Setiap orang punya jalurnya.
Ada yang dipermudah belajar. Ada yang dipermudah dagang. Ada yang dipermudah sabar.
Ada pula yang dipermudah… untuk dipukul berkali-kali sampai akhirnya sadar.
Itu juga takdir.
Dan kebanyakan orang memang menuai sesuai usahanya.
Hukum sebab-akibat biasanya bekerja rapi.
Kamu tanam, kamu dapat. Kamu malas, kamu terima balas.
Tapi ada sebagian kecil manusia yang hidupnya seperti anomali statistik.
Usahanya setengah, hasilnya penuh. Usahanya penuh, hasilnya malah nihil.
Kita bingung. Padahal Allah sudah mengatur sesuatu untuknya.
Ada orang yang hidupnya ditolong banyak tangan.
Bukan karena dia jago networking.
Bukan karena dia punya gelar panjang seperti buntut layangan.
Kadang cuma karena dia ramah. Senyumnya murah.
Hatinya tidak menuntut orang lain untuk mengerti dirinya.
Dia hadir dengan ringan, dan dunia membalasnya dengan ringan pula.
Pertolongan seperti itu bukan keajaiban. Itu resonansi.
Energi baik menemukan jalannya sendiri.
Tapi ada juga orang yang perangainya busuk: kasar, curang, seolah hidup tanpa rem.
Dan anehnya, mereka menikmati banyak kemewahan dunia.
Kita mungkin iri atau heran. Tapi ingat satu hal: dunia, di mata Allah, bahkan tidak seharga sebelah sayap nyamuk. Remeh. Murahan.
Jadi kalau ada orang jahat diberi dunia, itu bukan bentuk cinta. Itu hanya bukti betapa murahnya dunia ini sampai-sampai diberikan kepada siapa saja, yang taat maupun yang bandel.
Lalu bagaimana kalau Allah benar-benar mencintai seorang hamba?
Rasulullah shallallāhu ‘alaihi wa sallam memberikan jawaban, dalam sebuah hadits sahih.
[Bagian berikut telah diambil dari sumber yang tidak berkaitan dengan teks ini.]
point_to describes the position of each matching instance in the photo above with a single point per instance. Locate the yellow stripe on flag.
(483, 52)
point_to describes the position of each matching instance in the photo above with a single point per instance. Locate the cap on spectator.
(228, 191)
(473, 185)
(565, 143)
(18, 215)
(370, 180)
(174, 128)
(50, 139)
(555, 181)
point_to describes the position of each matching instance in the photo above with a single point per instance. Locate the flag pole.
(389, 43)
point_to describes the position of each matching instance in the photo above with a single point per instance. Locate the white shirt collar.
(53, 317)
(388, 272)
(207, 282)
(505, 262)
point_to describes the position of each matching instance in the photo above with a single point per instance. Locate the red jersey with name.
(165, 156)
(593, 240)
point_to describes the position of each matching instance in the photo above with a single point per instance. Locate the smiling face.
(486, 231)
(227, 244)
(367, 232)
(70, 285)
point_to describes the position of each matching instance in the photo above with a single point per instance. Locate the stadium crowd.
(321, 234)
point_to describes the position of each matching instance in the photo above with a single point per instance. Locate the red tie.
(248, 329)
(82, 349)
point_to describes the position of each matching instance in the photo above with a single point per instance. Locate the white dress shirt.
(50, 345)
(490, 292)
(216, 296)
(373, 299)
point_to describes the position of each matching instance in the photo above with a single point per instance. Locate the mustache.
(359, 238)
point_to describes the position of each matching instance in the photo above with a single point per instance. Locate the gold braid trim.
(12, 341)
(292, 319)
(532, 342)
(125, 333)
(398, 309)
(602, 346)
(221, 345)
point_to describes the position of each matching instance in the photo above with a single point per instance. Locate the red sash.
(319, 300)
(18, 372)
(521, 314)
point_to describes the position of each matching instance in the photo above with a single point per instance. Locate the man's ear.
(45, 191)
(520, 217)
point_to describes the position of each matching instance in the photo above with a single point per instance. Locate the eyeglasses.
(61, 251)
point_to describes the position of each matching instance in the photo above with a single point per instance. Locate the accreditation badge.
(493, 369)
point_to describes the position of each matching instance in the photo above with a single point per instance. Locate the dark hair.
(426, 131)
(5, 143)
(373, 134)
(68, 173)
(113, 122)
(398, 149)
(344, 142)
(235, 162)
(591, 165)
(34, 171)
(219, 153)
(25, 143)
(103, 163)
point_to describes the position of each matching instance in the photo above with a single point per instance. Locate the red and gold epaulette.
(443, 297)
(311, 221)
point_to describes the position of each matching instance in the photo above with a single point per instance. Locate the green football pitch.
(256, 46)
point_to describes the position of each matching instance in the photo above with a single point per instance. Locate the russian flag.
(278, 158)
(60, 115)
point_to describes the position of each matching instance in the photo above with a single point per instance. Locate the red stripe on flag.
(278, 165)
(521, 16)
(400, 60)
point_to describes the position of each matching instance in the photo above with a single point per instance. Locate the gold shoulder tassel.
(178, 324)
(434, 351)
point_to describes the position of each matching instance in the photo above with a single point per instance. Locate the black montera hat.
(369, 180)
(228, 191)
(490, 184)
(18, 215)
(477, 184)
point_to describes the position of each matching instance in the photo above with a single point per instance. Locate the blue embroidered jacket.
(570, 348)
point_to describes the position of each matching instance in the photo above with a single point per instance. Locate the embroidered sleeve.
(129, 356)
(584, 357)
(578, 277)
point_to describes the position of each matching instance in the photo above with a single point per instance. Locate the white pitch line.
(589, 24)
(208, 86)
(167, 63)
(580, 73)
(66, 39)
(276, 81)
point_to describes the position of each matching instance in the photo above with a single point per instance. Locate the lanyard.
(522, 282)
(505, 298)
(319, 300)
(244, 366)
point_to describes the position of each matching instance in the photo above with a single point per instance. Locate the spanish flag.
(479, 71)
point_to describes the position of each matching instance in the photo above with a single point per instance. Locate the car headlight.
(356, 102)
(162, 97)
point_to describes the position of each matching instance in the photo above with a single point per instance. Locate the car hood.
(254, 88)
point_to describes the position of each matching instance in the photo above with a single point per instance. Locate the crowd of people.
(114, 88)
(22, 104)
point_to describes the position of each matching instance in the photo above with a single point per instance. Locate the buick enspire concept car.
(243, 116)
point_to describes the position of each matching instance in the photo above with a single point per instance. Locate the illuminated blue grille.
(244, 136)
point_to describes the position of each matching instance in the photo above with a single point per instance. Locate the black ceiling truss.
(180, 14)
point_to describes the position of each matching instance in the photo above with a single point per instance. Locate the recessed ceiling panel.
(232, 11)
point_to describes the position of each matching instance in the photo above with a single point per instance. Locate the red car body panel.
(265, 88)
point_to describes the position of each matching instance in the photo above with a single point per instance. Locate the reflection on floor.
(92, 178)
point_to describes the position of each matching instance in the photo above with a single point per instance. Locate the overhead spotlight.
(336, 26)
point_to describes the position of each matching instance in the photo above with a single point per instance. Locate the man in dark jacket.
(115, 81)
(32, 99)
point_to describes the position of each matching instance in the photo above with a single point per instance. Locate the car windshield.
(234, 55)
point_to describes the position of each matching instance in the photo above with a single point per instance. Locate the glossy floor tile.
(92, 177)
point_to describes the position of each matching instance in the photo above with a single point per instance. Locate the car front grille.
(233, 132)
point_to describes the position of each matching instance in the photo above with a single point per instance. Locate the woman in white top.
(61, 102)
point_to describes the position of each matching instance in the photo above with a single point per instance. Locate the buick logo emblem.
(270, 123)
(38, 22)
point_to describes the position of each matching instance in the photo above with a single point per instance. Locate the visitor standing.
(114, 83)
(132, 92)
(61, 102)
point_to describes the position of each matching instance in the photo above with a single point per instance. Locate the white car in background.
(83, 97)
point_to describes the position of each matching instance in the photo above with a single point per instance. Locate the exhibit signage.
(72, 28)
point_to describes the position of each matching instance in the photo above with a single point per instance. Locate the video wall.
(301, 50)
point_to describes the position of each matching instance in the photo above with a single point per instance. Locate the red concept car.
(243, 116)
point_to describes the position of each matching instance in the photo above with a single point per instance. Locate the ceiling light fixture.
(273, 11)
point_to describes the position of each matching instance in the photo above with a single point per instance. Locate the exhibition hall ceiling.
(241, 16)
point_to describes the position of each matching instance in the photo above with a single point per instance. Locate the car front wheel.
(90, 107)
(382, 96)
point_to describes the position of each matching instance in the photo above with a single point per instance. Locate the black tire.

Apabila Allah mencintai seseorang karena ketaatannya, Allah memanggil Jibril. Nama hamba itu disebut di langit. Dicintai di sana sebelum dicintai di sini. Jibril kemudian menyeru kepada seluruh malaikat, “Allah mencintai si Fulan, maka cintailah dia.” Dan langit pun mengiyakan.
Maka, Allah menanamkan al-qabūl, rasa diterima, di hati manusia.
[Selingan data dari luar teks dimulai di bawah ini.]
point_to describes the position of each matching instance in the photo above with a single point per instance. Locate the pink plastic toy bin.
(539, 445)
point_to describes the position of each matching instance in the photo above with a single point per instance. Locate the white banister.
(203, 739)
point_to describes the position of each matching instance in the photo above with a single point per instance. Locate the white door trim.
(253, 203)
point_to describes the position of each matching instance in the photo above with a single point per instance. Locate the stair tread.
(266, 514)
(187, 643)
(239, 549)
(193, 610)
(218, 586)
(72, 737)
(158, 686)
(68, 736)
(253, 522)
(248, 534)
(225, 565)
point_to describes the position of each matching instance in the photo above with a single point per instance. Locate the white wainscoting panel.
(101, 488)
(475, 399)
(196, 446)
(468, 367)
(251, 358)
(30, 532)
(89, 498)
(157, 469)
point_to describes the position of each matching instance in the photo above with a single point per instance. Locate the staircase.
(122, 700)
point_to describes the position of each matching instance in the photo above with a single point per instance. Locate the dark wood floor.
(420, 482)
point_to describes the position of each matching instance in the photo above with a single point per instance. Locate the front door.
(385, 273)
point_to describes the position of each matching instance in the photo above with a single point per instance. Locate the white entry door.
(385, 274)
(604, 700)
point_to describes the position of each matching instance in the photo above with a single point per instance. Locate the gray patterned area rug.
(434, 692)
Entah bagaimana, hamba itu disukai banyak orang.
Reputasinya harum, meski dia tidak pernah sibuk mencari pujian.
Hatinya ringan, langkahnya teduh, dan manusia merasa damai berada di dekatnya.
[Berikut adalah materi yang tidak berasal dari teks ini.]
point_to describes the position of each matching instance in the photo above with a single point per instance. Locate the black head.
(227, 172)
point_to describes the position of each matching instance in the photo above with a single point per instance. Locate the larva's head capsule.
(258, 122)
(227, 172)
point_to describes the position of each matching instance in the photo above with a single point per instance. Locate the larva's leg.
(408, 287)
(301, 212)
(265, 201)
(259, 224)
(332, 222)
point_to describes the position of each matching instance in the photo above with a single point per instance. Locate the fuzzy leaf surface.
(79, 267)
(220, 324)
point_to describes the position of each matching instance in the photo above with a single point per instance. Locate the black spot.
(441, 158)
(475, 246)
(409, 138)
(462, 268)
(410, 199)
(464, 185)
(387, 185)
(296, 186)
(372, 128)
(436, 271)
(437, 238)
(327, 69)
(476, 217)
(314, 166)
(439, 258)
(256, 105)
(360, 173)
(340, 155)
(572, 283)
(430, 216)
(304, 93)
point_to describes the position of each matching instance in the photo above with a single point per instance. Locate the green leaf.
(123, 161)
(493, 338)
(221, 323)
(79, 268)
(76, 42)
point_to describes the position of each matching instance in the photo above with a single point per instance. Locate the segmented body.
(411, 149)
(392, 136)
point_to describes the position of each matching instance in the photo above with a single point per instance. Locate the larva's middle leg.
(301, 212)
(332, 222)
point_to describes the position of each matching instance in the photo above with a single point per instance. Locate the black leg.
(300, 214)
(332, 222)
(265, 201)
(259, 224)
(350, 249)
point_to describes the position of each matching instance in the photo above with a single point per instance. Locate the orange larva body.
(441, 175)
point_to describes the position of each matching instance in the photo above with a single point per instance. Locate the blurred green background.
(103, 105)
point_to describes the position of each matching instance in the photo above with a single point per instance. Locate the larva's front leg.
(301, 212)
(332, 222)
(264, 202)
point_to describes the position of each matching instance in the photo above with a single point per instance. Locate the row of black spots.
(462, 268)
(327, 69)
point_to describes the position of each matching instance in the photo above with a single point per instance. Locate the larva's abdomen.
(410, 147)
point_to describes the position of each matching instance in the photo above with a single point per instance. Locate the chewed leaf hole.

Itu pantulan dari cinta Allah.
Bukan pencitraan.
Bukan marketing.
Cuma cinta yang memantul dari langit, jatuh tepat ke hati manusia.
Dan di titik ini kita paham, bahwa ada orang yang dimudahkan karena sedang digiring menuju nikmat dunia. Tapi ada yang dimudahkan karena sedang digiring menuju cinta Allah.
Dua-duanya mudah.
Tapi arahnya beda.
Dan hasil akhirnya tidak bisa dibandingkan.
Kadang hidup tidak sesederhana “usaha = hasil”.
Kadang hidup lebih seperti panggilan: siapa yang dipanggil langit akan diterima bumi.